Bu sözlere bakarak Becket gibi düşünüp Proust adlı bu 'çalçene kadınefendi'nin ne diye bu kadar ahkamvari sözler ettiğini düşünmemek mümkün değil elbette. Ama bu da son tahlilde okumayla öğrenilmiş tatlı bir huysuzluktan başka bir şey değildir. Proust'un sözüne ve yazısına yerleşen bu tatlı huysuzluk halindeki ahkamvari hal ise ona ilk gençlik çağlarında hayran olduğu İngiliz eleştirmen Ruskin'in garip mirasıdır.

Büyük kitaplar okuyarak büyük fikirlere uzanmak hatta bundan da öte büyük kitaplar okuyarak büyük yazılar yazmayı öğrenmek ve böylece ilkin öğrenilmiş haldeki bir ahkamı sonradan kendinin ahkamı haline getirerek gerektiğinde bir zaman önce kendi kendine kesmiş olduğu ahkamını da yine kendi ahkamıyla yerle bir etmek ve bundan hiç gocunmadan –kestiği ahkamında altını çizerek – tam da ahkam kestiği yerde bırakıp sözü başka iklimlere taşımak, böyle bir şey olsa gerek…

Okuma Üzerine de aslında bir büyük yazarın kökenleri çok eskilere dayanan ama kendi huzursuzluğu içinde bir o kadar da huzur veren yalnızlığının ipuçlarını da sergiler Proust. Bu uzun sözün en önemli özelliği ise bulanık olmayışıdır.
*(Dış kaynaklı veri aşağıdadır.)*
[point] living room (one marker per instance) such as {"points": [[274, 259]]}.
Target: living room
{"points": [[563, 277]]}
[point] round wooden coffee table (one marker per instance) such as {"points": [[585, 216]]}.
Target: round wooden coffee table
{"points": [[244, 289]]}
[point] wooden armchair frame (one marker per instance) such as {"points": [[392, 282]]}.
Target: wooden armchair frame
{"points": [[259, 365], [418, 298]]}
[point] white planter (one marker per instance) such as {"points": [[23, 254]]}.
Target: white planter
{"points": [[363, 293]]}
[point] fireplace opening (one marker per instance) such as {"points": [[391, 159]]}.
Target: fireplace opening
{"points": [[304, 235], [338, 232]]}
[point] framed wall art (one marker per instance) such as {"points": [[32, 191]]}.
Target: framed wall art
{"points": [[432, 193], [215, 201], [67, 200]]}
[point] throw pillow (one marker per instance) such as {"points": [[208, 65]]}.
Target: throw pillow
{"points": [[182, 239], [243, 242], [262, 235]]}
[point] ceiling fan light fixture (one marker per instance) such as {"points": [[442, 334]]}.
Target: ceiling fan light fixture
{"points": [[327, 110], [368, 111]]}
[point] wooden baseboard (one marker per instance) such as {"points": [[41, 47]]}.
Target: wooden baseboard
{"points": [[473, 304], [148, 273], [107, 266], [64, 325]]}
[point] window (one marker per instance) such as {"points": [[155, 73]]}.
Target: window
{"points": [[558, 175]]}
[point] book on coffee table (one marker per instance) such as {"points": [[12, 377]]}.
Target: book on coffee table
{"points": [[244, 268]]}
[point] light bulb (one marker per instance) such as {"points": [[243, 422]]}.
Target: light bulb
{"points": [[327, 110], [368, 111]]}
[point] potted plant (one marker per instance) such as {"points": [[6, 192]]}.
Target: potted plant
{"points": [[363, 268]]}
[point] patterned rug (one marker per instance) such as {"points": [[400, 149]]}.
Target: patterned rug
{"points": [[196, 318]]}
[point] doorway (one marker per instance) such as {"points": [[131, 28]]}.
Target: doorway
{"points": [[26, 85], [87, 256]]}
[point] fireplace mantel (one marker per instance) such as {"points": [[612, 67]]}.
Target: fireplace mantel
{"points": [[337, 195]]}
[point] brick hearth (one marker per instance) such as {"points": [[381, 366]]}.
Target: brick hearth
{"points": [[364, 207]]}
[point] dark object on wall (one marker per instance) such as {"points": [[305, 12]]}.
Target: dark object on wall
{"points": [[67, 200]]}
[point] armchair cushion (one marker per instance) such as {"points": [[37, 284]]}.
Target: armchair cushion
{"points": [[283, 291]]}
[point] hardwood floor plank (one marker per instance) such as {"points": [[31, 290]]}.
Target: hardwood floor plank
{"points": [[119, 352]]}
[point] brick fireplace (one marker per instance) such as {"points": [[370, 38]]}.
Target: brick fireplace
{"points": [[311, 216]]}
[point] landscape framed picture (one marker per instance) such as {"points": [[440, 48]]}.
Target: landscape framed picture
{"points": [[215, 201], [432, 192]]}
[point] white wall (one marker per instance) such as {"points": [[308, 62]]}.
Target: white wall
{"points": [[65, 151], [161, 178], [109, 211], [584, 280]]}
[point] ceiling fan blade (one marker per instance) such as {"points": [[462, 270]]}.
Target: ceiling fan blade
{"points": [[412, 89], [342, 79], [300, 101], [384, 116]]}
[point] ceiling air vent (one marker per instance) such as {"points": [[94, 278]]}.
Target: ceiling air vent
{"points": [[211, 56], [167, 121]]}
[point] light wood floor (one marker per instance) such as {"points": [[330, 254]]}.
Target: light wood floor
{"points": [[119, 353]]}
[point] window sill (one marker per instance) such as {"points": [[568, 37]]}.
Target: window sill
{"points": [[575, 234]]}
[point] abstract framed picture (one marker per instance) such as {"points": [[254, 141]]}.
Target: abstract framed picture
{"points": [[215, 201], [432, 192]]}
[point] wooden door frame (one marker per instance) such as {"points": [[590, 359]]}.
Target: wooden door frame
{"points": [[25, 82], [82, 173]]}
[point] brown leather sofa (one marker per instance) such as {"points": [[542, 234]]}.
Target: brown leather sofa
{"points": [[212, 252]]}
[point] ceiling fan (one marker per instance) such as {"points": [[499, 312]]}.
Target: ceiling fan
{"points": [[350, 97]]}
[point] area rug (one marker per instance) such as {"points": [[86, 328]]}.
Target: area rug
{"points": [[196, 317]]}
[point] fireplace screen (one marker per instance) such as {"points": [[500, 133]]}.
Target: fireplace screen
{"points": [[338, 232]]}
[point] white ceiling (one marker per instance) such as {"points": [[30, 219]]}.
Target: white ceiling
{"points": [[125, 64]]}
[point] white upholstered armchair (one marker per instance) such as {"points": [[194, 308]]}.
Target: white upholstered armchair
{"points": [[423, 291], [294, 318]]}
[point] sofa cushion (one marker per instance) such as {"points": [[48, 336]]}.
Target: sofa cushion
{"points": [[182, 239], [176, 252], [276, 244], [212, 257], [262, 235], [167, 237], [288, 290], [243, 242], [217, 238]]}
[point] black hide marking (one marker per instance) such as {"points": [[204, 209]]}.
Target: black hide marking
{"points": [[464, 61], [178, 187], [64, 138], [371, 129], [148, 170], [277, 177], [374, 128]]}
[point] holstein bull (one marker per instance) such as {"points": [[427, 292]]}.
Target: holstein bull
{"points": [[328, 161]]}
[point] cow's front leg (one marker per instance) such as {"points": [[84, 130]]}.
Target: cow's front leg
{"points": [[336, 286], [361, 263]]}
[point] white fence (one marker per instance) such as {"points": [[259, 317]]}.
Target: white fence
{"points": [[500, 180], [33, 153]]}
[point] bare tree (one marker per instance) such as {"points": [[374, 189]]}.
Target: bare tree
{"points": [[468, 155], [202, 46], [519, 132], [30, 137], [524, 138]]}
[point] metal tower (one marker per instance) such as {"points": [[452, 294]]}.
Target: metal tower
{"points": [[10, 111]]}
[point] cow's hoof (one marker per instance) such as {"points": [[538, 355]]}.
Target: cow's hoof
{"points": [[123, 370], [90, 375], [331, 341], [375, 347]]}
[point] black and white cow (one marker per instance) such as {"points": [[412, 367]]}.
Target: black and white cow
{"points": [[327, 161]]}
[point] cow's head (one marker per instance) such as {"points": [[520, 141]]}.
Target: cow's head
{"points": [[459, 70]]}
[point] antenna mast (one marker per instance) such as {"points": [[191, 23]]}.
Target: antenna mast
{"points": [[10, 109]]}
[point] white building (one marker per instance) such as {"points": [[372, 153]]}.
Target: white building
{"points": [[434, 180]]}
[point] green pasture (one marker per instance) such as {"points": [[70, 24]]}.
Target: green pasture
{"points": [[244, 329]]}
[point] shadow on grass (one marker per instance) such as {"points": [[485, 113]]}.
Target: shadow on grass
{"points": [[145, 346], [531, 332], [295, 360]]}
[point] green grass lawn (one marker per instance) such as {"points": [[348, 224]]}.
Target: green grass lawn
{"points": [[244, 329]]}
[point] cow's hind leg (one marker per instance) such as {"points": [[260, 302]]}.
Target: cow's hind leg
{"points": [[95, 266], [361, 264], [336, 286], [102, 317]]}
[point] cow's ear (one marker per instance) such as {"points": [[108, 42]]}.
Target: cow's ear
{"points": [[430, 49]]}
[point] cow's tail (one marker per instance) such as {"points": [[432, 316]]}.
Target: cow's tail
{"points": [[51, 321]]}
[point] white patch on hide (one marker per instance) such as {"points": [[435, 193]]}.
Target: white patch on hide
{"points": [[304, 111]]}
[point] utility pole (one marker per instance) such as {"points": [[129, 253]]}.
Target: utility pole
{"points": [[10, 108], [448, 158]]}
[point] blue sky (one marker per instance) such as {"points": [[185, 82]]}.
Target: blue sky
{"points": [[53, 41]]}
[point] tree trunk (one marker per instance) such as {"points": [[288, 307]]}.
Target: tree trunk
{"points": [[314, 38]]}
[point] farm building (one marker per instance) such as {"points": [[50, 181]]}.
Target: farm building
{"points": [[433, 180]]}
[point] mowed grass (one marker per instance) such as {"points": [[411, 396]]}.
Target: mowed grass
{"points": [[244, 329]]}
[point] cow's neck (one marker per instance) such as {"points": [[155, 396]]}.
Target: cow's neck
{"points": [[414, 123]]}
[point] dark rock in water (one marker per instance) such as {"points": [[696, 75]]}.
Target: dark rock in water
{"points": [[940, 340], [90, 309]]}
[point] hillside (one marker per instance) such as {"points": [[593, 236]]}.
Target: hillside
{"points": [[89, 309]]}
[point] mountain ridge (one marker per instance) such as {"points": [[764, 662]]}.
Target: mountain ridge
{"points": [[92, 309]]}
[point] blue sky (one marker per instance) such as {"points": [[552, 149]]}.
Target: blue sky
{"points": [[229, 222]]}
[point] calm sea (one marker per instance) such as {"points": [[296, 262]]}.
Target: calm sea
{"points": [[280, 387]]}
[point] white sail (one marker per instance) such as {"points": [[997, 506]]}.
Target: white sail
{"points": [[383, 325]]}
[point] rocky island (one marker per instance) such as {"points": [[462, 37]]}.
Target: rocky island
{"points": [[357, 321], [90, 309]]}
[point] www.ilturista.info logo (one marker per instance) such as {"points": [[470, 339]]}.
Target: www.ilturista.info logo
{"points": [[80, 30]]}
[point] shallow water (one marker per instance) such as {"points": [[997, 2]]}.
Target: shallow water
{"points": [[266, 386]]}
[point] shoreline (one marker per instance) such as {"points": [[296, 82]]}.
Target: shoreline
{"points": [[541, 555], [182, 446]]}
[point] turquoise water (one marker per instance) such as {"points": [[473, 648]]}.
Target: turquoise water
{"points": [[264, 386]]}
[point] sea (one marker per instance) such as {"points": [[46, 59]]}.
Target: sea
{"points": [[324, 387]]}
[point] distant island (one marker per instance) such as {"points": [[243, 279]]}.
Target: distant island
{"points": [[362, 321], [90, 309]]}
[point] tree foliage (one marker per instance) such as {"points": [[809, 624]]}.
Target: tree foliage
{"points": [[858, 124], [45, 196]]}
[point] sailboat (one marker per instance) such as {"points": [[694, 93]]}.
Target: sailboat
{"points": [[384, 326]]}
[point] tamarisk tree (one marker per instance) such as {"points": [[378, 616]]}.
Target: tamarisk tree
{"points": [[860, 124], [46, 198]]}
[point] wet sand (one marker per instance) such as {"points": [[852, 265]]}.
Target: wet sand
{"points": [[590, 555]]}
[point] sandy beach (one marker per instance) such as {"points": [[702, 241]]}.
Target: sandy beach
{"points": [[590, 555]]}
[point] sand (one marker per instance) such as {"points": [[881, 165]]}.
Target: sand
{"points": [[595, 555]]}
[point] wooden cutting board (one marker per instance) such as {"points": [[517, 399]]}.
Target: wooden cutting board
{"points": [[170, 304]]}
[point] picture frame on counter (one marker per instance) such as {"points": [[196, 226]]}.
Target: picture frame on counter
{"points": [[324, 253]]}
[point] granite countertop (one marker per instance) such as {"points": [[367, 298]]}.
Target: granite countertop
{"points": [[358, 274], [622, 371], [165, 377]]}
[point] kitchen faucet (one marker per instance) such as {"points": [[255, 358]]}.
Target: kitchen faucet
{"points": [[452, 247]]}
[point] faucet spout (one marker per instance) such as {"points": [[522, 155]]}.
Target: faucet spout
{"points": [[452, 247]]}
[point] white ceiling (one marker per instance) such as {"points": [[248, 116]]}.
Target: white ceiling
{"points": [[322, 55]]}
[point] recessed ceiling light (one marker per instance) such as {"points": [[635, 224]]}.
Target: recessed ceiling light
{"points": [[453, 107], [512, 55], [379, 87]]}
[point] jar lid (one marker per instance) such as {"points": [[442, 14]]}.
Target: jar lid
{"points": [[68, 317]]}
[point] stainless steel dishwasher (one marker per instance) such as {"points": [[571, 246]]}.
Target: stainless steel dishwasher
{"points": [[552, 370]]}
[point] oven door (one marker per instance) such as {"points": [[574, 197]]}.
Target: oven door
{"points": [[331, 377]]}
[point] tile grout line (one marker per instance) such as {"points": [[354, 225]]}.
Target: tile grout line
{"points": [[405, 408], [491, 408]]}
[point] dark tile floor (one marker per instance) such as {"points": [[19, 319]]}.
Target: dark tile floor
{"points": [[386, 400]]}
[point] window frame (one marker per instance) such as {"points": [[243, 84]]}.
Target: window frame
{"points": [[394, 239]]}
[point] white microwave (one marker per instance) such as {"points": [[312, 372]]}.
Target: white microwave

Büyük yazarlara ve büyük yapıtlara has bir huzursuz huzur hali içinde gelen bir yalnızlıktır bu da.

Ne söylenirse söylensin, hemen hiçbir biçimde ve hiç kimseyle paylaşılamayan az çok sancılı ama yine de kaçınılamaz biçimde sarıp sarmalayan ve sarılıp sarmalanan bir yalnızlık, büyük yazarı kucakladığı yerde büyüyen ve büyüten bir yalnızlıktır bu. Belkide bundan dolayı uzundur sözü Proust'un, tıpkı okuyuşunun da uzun oluşu gibi, uzun bir yazıdır, upuzun bir yalnızlığın içinde uzanarak yazılmış…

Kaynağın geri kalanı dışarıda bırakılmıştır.